As we passed the Eielson Naval base, I saw a very large airfield and simultaneously I watched as two large black planes took off. I assumed that their purpose was for war.
Another large area of land was the Fort Wainwright Army base. I wondered how many men had trained in this very post over the years and what their fate had been after they’d left. One thing was for sure though, military or not there was no shortage of land here.
Entering Fairbanks I’d finally reached the end of this long highway and I was so glad that I’d made it. This city reminded me of a few other places combined. I could see parts of Federal Way, Washington, Des Plaines, Illinois and La Porte, Texas all rolled into one here. It was pretty spread out and it looked more like a big old country town to me.
Gasoline in these parts ranged from $1.14 to $1.31 a gallon. After Ken had filled up we got underway again. The sky above was completely blue and there wasn’t a cloud in sight. As we drove north Ken asked me what I wanted to do next. He wasn’t trying to get rid of me, he was just curious about my plans. I told him if I could hang out with him until he found his fishing spot, then that would suit me fine.
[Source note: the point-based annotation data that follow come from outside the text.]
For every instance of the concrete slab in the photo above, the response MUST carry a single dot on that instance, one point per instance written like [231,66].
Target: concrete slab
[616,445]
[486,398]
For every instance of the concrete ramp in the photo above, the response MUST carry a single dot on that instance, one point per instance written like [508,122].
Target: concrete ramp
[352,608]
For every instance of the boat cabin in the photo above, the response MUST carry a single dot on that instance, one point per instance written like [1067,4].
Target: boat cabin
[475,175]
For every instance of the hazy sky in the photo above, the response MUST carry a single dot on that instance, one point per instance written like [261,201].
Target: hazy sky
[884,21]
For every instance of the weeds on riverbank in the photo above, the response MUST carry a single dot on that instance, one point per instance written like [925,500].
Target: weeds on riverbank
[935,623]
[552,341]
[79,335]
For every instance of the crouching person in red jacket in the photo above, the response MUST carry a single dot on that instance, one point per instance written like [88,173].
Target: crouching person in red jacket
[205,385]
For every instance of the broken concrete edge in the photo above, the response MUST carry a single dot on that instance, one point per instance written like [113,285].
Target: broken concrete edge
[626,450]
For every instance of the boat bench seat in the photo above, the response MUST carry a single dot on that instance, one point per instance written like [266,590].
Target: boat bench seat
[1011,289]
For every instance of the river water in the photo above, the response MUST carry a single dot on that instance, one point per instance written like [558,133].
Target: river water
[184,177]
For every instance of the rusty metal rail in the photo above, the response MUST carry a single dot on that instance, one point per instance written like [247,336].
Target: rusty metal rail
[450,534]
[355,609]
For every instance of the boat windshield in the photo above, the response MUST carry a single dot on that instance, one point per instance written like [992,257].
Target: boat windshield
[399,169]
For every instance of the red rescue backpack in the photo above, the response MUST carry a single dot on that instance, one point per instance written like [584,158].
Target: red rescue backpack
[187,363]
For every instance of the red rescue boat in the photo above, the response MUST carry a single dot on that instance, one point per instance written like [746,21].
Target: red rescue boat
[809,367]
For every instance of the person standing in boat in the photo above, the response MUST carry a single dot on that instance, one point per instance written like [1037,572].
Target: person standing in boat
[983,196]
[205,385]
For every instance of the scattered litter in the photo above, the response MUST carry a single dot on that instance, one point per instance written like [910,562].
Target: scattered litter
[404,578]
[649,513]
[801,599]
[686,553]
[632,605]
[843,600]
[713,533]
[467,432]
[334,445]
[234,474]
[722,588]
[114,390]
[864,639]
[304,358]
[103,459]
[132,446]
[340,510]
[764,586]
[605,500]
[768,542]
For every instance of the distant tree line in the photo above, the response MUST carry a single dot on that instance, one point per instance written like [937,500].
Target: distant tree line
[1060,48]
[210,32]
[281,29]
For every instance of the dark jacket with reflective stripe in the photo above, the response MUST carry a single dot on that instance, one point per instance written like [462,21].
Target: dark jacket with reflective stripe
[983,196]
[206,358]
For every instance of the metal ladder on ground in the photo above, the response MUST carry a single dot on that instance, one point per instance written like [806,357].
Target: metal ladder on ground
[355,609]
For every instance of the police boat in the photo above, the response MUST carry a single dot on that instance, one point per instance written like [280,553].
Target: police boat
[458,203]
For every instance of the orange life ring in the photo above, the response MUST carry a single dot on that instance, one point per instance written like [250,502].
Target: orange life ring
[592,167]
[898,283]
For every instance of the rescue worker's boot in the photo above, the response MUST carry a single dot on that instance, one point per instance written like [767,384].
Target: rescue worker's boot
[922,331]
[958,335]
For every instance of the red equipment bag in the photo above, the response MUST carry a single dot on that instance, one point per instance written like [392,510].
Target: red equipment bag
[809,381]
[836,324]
He said that I was welcome to stay with him until that time came.
Ken wanted to take Highway 2, which ran north of the city, to see what it was all about. Eleven miles into it, the road split and the one we took soon turned into complete dirt. Continuing along it, the scenery became greener with an abundance of trees. One interesting sight was a line of telephone poles that were spaced out from one another. They went on for a long time and each one was leaning over at a thirty degree angle. It looked like they’d all topple over at any minute.
At one point we stopped by a river to drink some of its water. There was snow around the edge and within the current stood some large boulders of ice. It was so cold to sip on but so refreshing at the same time.
We later headed back and took the other fork in the road which went northeast to Fox. Along the way we stopped to ask a Native American about fishing. He told Ken about a few lakes before running across the road to stick his thumb out for a ride. Seconds later, the car that he sought pulled over and he got in.
Again the highway turned into dirt and gravel. Twenty miles later we reached the town of Chatanika. The road by now was so bad that we had to turn around.
On the way back we stopped at the Lower Chatanika River. There were some poplar trees here that had some beaver claw markings on them. The indentations were about a meter up and because of this, most of them were rotten inside and were barely standing. Apparently beaver’s continually claw away at them until they eventually snap. Up the stream was a beaver dam and even though the water around it was brown it was still quite drinkable. Ken attempted to throw his line in here but he didn’t get a catch.
Like I mentioned earlier the permafrost was quite relevant the further north that I traveled and many of the road’s surfaces were quite uneven. Most of the time, it was like driving on a roller coaster. The majority of the highways are in need of constant repair. Ken said that in Canada they mix crushed glass in with the tarmac. I assumed that this helped and it was another preventative against the frost.
After our adventure off the beaten track we decided to head south. We went back to Fairbanks first to stock up on some food. After driving around a few blocks in the city we continued on. Anchorage was three hundred and sixty miles south and this was Ken’s destination.
As we went out of town on Highway 3, the University of Alaska came into view. On top of one of its buildings was a satellite and it seemed to be bigger than the whole university itself. It looked so out of place.
Further on I saw lots of moose, many deer and a few bears. There were mountains of all shapes and sizes in the distance and each were covered in snow.